Rayeesa is a British born Indian with Persian Roots. Her culinary inspiration comes from her mother and nana who instilled a love of good food you can share with your loved ones. Rayeesa now runs a successful Indian Cookery School in Herefordhsire and produces an incredible range of Frozen Curry Sauces. She will also be running an Indian Cookery Masterclass at this year's Food Festival.
We asked Rayeesa to share with us one of her staple recipes to encourage us all to get cooking. Lindsey and I were fortunate enough to try this recipe when we went to visit Rayeesa at her home, and it was incredible!
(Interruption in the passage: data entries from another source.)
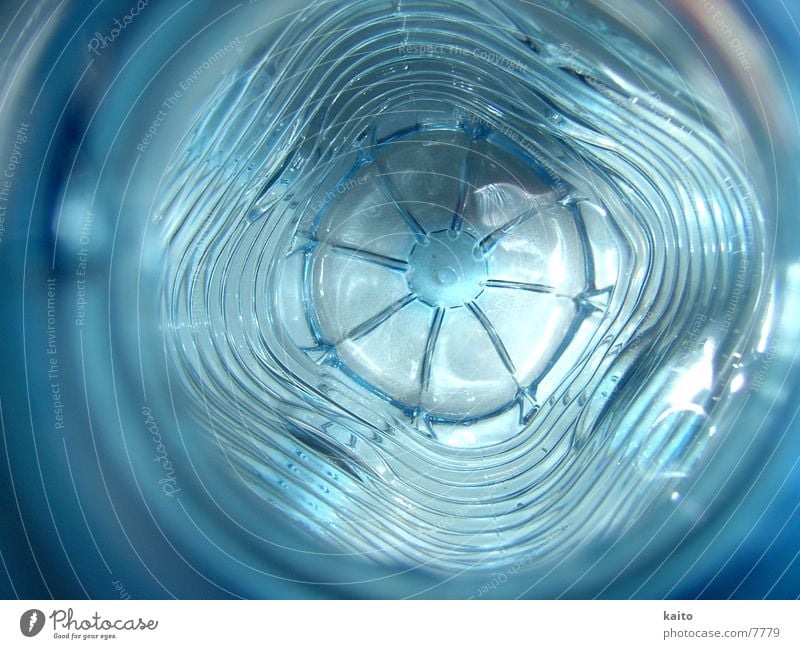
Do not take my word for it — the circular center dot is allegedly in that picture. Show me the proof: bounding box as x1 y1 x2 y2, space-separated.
408 230 487 307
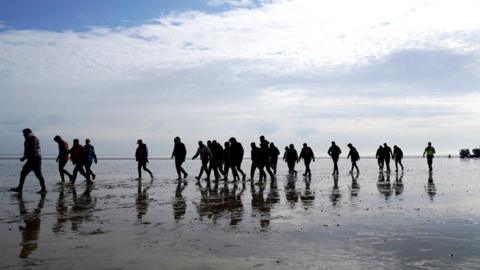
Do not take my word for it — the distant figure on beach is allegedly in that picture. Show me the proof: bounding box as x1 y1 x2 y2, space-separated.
327 141 342 175
135 139 153 180
10 128 47 194
69 139 93 185
383 143 393 172
347 143 360 173
287 143 298 177
393 145 403 172
297 143 315 177
171 137 188 180
250 142 261 180
53 135 72 183
269 142 280 175
423 142 435 172
192 141 212 180
375 145 385 171
229 137 247 181
83 139 97 180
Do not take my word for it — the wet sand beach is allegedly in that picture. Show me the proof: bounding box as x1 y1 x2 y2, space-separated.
0 158 480 269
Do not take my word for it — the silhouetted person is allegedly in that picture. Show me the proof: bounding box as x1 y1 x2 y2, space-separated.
83 139 97 180
250 142 261 180
171 137 188 180
229 137 247 181
297 143 315 177
383 143 393 172
347 143 360 172
10 128 47 194
192 141 212 180
393 145 403 171
135 139 153 180
223 142 240 181
53 135 72 183
69 139 93 185
269 142 280 174
260 135 274 180
423 142 435 171
287 144 298 177
327 141 342 174
375 145 385 171
17 193 45 259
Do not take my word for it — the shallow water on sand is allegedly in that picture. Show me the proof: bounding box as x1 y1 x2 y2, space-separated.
0 158 480 269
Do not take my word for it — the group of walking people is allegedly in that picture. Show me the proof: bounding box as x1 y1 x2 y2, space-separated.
11 128 435 193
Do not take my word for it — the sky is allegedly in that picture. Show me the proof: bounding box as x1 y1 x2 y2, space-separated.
0 0 480 157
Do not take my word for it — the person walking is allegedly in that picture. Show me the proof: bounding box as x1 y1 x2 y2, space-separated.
327 141 342 175
297 143 315 177
347 143 360 173
10 128 47 194
423 142 435 172
83 139 97 180
135 139 153 180
53 135 72 183
393 145 403 172
171 137 188 180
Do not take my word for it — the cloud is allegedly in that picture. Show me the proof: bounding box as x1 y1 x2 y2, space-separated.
0 0 480 155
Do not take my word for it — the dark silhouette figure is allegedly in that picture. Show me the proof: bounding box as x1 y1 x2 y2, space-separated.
223 142 240 181
327 141 342 174
269 142 280 175
171 137 188 180
383 143 393 172
70 139 93 185
393 145 403 172
83 139 97 180
10 128 47 194
250 142 261 182
53 135 72 183
207 140 224 181
426 173 437 201
375 145 385 171
229 137 247 181
287 144 298 177
259 135 274 181
192 141 212 180
423 142 435 172
347 143 360 173
297 143 315 177
173 181 187 221
17 193 45 259
135 139 153 180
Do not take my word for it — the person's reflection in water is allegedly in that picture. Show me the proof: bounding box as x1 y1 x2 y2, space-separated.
285 174 298 208
52 184 68 233
16 194 45 259
135 179 153 220
250 180 270 228
394 171 403 196
330 174 342 206
377 172 392 200
173 181 187 221
426 173 437 202
300 178 315 209
350 172 360 197
70 186 97 231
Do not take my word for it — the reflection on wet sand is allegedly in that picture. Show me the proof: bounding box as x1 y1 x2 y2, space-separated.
135 179 153 220
377 172 393 200
330 174 342 206
425 172 437 202
16 194 45 258
173 181 187 221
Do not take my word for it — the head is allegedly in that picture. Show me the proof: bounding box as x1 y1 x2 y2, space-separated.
22 128 32 138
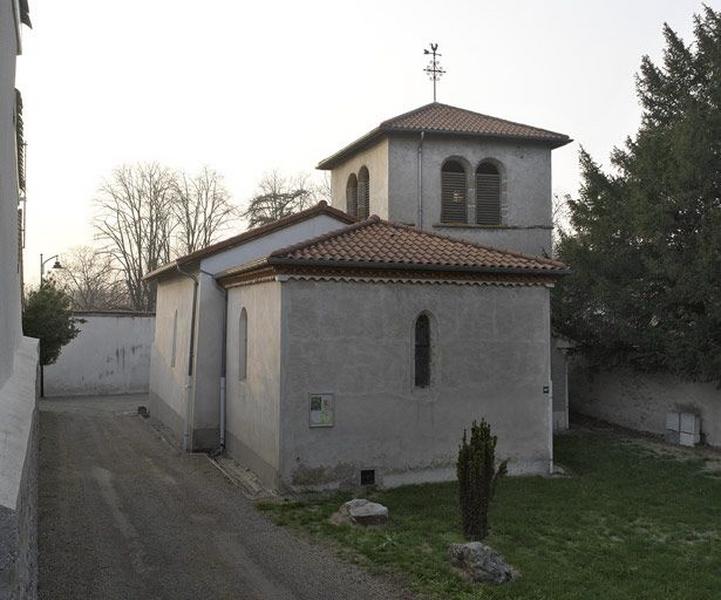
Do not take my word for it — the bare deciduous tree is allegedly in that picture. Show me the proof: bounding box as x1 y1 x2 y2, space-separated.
241 171 314 229
313 171 333 204
95 163 177 311
55 246 129 310
172 167 238 254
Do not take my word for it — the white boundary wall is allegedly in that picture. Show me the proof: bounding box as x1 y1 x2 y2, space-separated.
45 312 155 397
569 360 721 446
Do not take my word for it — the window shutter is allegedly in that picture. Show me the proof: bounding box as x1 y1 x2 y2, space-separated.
358 167 370 219
441 171 466 223
345 175 358 217
476 173 501 225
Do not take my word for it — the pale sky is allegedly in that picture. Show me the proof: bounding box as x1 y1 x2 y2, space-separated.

RAYEESA'S SPICY SCRAMBLED EGGS/OMLETTE
- 8 eggs
- 1/2 a medium onion finely diced, 2 green chillies
- 1/2 tsp. milk, 1 tbsp. rapeseed oil or butter to fry
- A handful of coriander chopped
- Beat eggs well and add all the ingredients and stir well to remove any lumps of spices.
- Gently heat the oil/butter in a frying pan.
- Add 1/2 cup full of egg mixture to pan.
- Leave to cook for 1-2 min, whilst gently stirring, until the eggs are scrambled.
- Remove and place on serving plate, and serve straight away with some warm chapatti's, naan bread or toast.